I was admiring the aristocratic Grande Dame portrait on a Tuesday afternoon; a day when the Abruzzo Museum of Art History is hauntingly inactive and I’m free from the perturbed looks I get from the usual late-week crowd. I’m reluctant to admit, but somewhere along my embryonic development my Pavlovian wires got crossed and because of these ritual Tuesdays, I could just exist in my oddity. I would thank myself at the end of the week for getting this out of my system.

I was deep within myself and sure I was alone until you interrupted and said, I like what you’re doing with your face.

My face. A mirrored impression of the Grande Dame. I went ice cold as my brain was dedicated to manipulating my face back to its restful state. I searched for the memory of what that felt like a minute ago. I experienced the shift back to normalcy like a dense cloud allowing the sunbeams of consciousness to seep into my hair shafts and penetrate my skull. The softness returned to the angle of my lips and I was back. It took less than a second, but those moments live in eternity.

I knew exactly what you meant, but showed you I didn’t. You projected back that expression—one so full of contemptuous judgment only earned through a royal lineage. You replaced your effortless forehead with a notched streak—and you let that bottom lip hang. It looked like it weighed at least two pounds. Had my lip, too, been an impressive two pounds? Not as regal as the Grande Dame, I thought. My face shot hot red. A familiar feeling. I diverted eye contact.
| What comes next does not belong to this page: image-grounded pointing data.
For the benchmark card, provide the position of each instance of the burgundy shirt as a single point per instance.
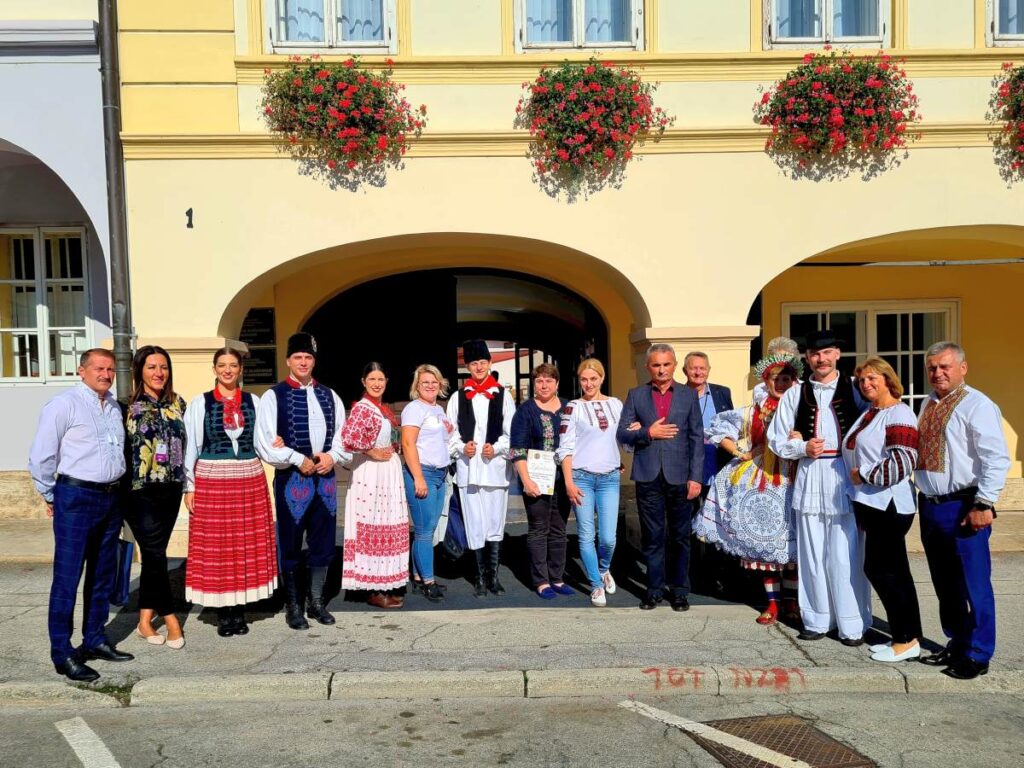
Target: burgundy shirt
(663, 402)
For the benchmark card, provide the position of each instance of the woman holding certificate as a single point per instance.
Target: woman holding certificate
(589, 455)
(534, 439)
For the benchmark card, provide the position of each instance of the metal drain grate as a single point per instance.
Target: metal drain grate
(786, 734)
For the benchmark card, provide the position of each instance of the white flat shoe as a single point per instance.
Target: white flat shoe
(157, 639)
(887, 654)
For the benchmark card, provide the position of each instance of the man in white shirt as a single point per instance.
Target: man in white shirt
(834, 591)
(962, 468)
(308, 418)
(76, 462)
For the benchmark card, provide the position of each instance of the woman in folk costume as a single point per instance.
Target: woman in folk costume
(749, 511)
(376, 551)
(482, 414)
(232, 557)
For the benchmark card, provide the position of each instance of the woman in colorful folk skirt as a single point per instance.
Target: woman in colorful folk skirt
(376, 551)
(749, 511)
(232, 557)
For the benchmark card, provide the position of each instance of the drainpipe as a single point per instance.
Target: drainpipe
(120, 290)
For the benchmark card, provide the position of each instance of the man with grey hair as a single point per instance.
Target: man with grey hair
(962, 467)
(668, 468)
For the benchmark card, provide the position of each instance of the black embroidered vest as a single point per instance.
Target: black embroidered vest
(844, 404)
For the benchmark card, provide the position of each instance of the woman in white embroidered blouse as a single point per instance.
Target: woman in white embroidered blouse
(881, 451)
(589, 456)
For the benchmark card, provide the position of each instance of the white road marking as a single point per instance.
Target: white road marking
(713, 734)
(87, 745)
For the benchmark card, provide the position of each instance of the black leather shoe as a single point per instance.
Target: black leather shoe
(966, 669)
(680, 603)
(943, 658)
(107, 652)
(808, 635)
(75, 670)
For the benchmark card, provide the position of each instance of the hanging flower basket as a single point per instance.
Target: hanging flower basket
(341, 118)
(586, 120)
(1007, 110)
(838, 113)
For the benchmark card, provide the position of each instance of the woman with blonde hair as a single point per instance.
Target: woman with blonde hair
(425, 433)
(881, 452)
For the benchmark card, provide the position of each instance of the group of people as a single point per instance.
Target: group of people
(810, 486)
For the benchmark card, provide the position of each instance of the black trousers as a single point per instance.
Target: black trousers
(546, 516)
(888, 568)
(666, 519)
(151, 513)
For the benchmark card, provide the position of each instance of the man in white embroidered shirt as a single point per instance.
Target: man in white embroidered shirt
(962, 468)
(76, 461)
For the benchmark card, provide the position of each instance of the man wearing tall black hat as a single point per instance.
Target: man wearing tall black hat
(834, 591)
(482, 411)
(308, 417)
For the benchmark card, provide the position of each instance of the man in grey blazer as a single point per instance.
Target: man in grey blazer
(668, 469)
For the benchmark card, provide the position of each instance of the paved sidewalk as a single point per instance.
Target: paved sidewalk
(558, 647)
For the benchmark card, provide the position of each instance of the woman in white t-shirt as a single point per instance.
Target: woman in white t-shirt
(425, 431)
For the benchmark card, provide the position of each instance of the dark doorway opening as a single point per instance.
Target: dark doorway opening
(404, 320)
No. No, you said. I liked it.

I didn’t realize I was doing that.

I’m sorry, I didn’t mean to call you out.

It’s alright. It happens from time to time without my knowledge. It’s a little embarrassing.

I lied, I was very embarrassed. I smiled to show I had recovered, but this too was a lie. I was faltering.

It was an accident, I said. Most times people think I’m making fun of them.

So this is what you do? Will you try with me?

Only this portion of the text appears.